Dow Jones industrial average (INDU) was down 203 points, or less than 1.7%, in afternoon trading; the S&P 500 (SPX) fell 24 points, or 1.9%, and the Nasdaq composite (COMP) eased 56 points, or 2.1%.
The selling gained momentum after the S&P 500 fell below 1,225, a key technical level that had been the recent moving average.
Traders said the the market remains on edge as the eurozone debt crisis appears to be spreading to larger economies in Europe.
Yields on Italian, Spanish and French government bonds have been rising this week amid doubts that EU policy makers will be able to resolve the eurozone debt crisis.
"Everyone is looking overseas and trying to figure out what's what," said Frank Davis, director of sales and trading at LEK Securities.
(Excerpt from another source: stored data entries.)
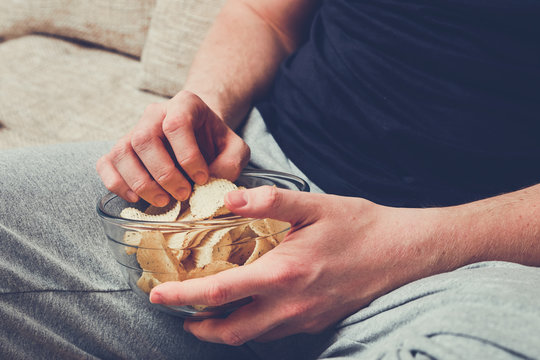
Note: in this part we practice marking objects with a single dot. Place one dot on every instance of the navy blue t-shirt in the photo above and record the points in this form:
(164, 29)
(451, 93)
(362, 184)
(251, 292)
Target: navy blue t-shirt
(414, 103)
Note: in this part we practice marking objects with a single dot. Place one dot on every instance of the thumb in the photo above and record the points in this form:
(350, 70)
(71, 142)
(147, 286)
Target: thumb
(271, 202)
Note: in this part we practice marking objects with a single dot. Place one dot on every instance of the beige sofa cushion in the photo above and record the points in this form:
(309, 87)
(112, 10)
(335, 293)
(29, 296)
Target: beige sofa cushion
(117, 24)
(177, 29)
(56, 91)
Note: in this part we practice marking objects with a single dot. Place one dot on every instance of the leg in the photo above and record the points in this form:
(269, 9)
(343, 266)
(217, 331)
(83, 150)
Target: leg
(484, 311)
(61, 294)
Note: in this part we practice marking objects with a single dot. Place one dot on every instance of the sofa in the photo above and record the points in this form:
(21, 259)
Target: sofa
(77, 70)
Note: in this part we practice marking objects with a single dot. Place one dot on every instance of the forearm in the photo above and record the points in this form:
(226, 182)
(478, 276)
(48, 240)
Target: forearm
(239, 57)
(505, 227)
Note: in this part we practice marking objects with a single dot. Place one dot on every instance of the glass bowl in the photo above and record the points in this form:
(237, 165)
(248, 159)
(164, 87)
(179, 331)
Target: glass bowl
(152, 252)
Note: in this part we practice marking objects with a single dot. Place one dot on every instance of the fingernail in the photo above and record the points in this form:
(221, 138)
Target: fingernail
(182, 193)
(200, 178)
(156, 298)
(131, 196)
(161, 200)
(237, 198)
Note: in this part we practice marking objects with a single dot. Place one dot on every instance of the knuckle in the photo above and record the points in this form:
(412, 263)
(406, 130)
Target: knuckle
(271, 197)
(152, 108)
(119, 151)
(216, 295)
(140, 140)
(188, 158)
(295, 310)
(186, 95)
(166, 175)
(141, 186)
(173, 123)
(286, 275)
(114, 185)
(233, 165)
(231, 337)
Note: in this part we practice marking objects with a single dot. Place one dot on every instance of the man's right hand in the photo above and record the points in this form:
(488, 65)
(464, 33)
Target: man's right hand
(173, 140)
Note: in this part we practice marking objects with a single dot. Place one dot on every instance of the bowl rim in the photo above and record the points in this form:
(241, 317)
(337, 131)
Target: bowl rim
(300, 183)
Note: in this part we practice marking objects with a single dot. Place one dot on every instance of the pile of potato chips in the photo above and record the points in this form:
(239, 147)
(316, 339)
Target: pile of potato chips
(187, 252)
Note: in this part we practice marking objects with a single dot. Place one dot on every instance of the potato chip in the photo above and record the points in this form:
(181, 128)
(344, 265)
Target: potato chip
(168, 214)
(186, 215)
(275, 230)
(133, 239)
(152, 257)
(262, 246)
(208, 200)
(214, 247)
(210, 269)
(241, 251)
(178, 244)
(147, 282)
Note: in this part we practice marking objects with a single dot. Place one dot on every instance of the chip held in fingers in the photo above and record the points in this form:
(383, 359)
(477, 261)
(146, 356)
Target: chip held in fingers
(205, 244)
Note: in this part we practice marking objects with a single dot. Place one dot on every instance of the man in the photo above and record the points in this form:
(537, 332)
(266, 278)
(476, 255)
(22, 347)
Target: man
(419, 118)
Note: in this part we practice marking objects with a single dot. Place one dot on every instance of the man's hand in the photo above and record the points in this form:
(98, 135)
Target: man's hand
(173, 142)
(340, 254)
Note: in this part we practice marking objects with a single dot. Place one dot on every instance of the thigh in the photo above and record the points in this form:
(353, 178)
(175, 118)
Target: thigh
(483, 311)
(61, 294)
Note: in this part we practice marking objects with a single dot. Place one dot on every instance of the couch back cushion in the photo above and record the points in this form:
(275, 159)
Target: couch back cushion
(121, 25)
(177, 29)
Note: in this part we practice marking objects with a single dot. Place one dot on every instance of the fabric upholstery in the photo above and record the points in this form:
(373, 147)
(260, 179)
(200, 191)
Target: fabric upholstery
(177, 29)
(56, 91)
(120, 24)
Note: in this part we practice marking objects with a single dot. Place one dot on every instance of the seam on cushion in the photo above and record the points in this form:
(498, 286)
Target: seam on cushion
(82, 291)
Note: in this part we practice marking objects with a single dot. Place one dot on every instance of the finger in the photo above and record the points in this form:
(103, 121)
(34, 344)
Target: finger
(232, 158)
(128, 165)
(248, 322)
(147, 142)
(214, 290)
(272, 202)
(277, 332)
(113, 181)
(157, 160)
(183, 117)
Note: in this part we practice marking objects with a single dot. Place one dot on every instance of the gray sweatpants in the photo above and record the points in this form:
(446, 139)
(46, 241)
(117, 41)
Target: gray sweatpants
(62, 295)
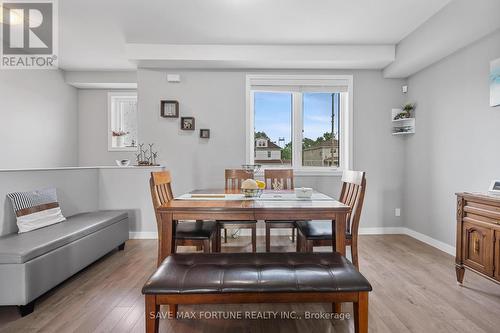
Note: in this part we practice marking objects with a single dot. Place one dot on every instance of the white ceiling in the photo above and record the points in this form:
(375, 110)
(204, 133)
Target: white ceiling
(94, 33)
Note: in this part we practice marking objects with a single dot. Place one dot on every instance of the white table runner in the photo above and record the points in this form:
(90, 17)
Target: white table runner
(269, 196)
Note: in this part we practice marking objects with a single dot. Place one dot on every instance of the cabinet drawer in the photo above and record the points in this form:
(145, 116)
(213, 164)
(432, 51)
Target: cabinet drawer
(477, 247)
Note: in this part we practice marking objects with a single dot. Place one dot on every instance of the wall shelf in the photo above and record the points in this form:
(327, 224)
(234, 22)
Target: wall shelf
(402, 126)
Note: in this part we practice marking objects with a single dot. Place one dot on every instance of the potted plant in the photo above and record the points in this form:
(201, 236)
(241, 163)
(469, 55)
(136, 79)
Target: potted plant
(407, 109)
(119, 137)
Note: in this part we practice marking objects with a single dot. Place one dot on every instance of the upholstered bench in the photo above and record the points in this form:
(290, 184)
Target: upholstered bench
(220, 278)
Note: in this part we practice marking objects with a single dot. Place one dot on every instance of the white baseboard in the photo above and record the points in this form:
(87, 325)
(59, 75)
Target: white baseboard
(362, 231)
(382, 231)
(431, 241)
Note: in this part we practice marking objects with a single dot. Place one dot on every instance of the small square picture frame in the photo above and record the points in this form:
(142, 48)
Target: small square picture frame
(187, 123)
(169, 109)
(205, 133)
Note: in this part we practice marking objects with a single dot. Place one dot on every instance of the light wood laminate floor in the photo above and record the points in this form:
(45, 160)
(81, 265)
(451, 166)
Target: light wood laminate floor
(414, 291)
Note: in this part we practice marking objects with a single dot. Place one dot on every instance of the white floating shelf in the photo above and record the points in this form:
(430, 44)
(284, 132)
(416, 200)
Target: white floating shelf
(402, 133)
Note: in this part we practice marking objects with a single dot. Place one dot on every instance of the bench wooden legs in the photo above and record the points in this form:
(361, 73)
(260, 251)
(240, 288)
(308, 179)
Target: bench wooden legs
(152, 313)
(361, 313)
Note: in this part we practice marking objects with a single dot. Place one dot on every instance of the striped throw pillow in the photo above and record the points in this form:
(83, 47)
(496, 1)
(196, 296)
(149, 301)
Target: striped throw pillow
(36, 209)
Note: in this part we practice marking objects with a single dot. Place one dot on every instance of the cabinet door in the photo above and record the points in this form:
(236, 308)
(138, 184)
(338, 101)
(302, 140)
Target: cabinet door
(496, 255)
(477, 248)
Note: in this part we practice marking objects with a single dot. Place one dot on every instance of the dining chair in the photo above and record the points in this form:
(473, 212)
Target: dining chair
(233, 180)
(319, 233)
(278, 179)
(201, 234)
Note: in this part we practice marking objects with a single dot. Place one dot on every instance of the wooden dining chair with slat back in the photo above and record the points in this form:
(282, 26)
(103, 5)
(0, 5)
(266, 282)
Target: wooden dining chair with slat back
(278, 179)
(319, 233)
(200, 233)
(233, 180)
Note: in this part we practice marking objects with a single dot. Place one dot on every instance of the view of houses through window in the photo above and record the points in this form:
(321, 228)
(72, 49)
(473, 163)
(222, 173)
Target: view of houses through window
(319, 129)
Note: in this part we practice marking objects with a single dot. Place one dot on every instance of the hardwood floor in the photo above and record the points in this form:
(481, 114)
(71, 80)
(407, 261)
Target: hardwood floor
(414, 291)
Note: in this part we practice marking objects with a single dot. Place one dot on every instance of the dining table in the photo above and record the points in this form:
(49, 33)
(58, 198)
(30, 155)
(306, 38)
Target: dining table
(230, 205)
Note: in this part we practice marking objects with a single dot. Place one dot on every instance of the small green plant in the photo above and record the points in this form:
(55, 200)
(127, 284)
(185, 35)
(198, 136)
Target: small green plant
(407, 110)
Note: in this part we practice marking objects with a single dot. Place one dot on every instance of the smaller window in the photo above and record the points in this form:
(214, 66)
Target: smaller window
(122, 121)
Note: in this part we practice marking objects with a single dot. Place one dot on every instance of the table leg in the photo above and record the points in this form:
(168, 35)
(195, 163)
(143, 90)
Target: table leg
(165, 237)
(338, 226)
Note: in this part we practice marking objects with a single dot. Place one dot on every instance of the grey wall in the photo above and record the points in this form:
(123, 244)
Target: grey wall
(456, 144)
(217, 100)
(93, 129)
(38, 119)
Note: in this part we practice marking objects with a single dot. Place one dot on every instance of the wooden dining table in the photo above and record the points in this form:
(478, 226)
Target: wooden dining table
(216, 206)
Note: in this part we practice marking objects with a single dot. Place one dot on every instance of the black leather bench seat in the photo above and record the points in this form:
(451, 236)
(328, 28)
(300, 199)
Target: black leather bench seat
(186, 273)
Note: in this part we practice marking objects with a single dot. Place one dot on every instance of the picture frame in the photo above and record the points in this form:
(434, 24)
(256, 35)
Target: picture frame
(205, 133)
(494, 188)
(169, 109)
(187, 123)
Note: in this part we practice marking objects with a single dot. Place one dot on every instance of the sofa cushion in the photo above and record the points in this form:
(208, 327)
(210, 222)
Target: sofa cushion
(20, 248)
(184, 273)
(36, 209)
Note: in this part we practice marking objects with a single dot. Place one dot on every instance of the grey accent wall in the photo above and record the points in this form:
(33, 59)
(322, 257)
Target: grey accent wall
(456, 144)
(217, 100)
(38, 119)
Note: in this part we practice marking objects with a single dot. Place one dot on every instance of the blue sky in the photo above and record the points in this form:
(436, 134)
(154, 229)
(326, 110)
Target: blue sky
(273, 114)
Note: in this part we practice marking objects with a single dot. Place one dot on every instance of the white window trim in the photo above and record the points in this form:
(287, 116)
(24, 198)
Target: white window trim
(112, 94)
(346, 149)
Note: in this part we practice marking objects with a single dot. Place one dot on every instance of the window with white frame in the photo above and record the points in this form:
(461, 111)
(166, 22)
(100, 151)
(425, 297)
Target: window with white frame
(122, 121)
(299, 121)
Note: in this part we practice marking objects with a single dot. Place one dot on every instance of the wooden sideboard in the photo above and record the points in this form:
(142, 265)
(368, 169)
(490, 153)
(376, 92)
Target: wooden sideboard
(478, 235)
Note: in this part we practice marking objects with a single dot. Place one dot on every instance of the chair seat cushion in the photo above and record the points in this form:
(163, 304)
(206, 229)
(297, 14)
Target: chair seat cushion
(317, 230)
(186, 273)
(20, 248)
(195, 230)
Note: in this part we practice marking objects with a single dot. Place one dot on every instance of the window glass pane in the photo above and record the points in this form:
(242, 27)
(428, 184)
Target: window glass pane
(124, 122)
(273, 128)
(320, 140)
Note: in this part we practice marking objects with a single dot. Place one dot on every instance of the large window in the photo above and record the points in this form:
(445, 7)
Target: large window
(299, 121)
(122, 121)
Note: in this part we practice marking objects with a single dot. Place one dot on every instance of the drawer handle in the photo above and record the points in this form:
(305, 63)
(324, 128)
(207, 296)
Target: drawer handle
(476, 245)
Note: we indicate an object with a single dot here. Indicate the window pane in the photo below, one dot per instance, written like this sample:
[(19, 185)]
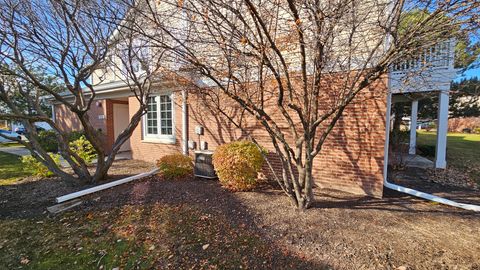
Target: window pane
[(166, 122), (151, 123)]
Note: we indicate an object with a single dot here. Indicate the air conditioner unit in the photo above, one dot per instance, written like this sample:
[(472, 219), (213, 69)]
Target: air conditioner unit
[(204, 165)]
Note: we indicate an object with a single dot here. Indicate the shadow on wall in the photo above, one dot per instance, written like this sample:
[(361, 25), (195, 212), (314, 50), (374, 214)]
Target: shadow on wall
[(352, 157)]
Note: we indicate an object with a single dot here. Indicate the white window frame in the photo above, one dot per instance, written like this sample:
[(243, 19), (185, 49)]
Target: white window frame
[(160, 138)]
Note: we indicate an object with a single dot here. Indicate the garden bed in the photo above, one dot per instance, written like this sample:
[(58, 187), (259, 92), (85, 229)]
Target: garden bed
[(195, 223)]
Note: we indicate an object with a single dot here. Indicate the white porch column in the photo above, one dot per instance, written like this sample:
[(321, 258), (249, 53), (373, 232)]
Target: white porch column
[(442, 128), (184, 122), (413, 128)]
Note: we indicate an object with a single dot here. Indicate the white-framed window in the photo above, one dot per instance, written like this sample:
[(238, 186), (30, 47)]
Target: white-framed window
[(158, 122)]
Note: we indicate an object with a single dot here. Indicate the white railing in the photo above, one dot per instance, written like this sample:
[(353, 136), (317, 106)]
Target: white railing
[(441, 55), (432, 69)]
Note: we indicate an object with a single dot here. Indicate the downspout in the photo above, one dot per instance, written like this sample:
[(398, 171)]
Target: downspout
[(184, 122), (406, 190)]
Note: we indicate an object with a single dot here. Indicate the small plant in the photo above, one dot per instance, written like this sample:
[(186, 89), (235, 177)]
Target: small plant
[(84, 149), (237, 165), (175, 166), (48, 140), (32, 164)]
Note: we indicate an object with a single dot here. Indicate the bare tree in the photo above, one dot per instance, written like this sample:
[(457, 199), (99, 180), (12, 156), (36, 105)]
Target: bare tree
[(299, 62), (78, 43)]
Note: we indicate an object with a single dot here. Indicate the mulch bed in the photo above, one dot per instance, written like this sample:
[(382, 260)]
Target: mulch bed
[(341, 231), (32, 195)]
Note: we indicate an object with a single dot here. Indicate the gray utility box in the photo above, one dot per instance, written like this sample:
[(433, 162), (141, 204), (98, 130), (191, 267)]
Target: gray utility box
[(204, 165)]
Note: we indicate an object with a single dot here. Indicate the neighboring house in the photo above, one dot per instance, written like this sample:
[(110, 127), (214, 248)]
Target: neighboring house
[(353, 159)]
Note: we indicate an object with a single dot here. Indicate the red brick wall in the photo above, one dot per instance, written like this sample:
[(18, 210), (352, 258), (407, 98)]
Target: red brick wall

Stocks could recover some ground later in the day "assuming nothing else comes out," he added.
(Excerpt) Read more at money.cnn.com ...
I bet they found out the GOP is going to cave on tax hikes
OWS wants to take credit for the decline.
The House of Cards is beginning to fall.
His shuck and jive routine isn't selling in America or overseas.
Fail.
At 3 pm there will be a flagpole spike straight up...but its not fixed...
The Plunge Protection Team to the rescue!
MW...:-)
Let OWS take credit!
The Union Pensions wrapped up in Wall Street are subject to this decline too!
The System is corrupt. See Ann Barnhardt’s blog for today!
It’s just the beginning of the crash. MF Global is causing brokers to exit the futures and options businesses. That’s what happens when customer funds are no longer sacrosanct.
Finally some profit taking on crude oil.